That is correct, but it isn't as amazing as it sounds.
There are two pieces of data that must be transferred to decode a huffman-encoded byte stream. The encoded stream (of course) is required, but so is the dictionary that will allow you to properly build your huffman tree to perform the decoding.
Using larger tokens to encode your data will always result in a smaller encoded stream. Unfortunately, unless you have data with some pretty specific and special characteristics, larger tokens will also cause your dictionary size to increase surprisingly. The degenerate case (referred to by Mark Byers' answer) would result in the entire, uncompressed data stream being a single token and the encoded stream being a single bit, resulting in absolutely no compression.

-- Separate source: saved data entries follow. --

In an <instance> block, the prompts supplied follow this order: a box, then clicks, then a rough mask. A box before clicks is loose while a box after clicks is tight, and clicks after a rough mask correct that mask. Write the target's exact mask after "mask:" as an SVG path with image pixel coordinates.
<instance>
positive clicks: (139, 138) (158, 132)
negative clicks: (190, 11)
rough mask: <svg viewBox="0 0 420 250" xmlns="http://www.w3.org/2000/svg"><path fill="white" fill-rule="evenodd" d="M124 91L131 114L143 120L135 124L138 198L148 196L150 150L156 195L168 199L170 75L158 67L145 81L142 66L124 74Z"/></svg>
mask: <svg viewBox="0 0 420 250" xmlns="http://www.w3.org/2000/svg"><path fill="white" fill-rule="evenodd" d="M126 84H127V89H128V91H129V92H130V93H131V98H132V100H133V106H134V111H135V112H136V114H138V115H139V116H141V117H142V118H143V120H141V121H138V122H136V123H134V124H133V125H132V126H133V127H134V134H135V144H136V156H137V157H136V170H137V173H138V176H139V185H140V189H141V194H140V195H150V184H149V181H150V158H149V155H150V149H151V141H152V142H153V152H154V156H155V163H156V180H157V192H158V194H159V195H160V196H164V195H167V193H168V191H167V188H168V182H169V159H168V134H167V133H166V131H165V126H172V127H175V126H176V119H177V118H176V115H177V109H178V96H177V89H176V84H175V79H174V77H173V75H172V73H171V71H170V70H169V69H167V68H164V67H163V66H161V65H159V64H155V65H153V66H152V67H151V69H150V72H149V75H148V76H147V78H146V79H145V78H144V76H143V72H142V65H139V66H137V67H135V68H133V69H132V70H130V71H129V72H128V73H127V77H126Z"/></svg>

Thus, Huffman coding (like almost everything) is an exercise in tradeoffs. Striking a balance between efficiency of the encoded file and the size of the dictionary can be tricky. I've never performed the actual analysis based on data characteristics to find out what various ideal token sizes might be, but I think bytes tend to be used because it's a simple point to divide on and will generally result in some real compression. I know back in college I did it once as an exercise with four byte tokens, but I couldn't honestly say that it was somehow better than one byte tokens.
Of course, it's also possible to cheat and, instead of building the dictionary dynamically to get genuinely greedy compression, you can use a pre-built tree and compress with that. You'd then avoid transmitting the dictionary, but the decoder would also have to have the same dictionary to decode the data.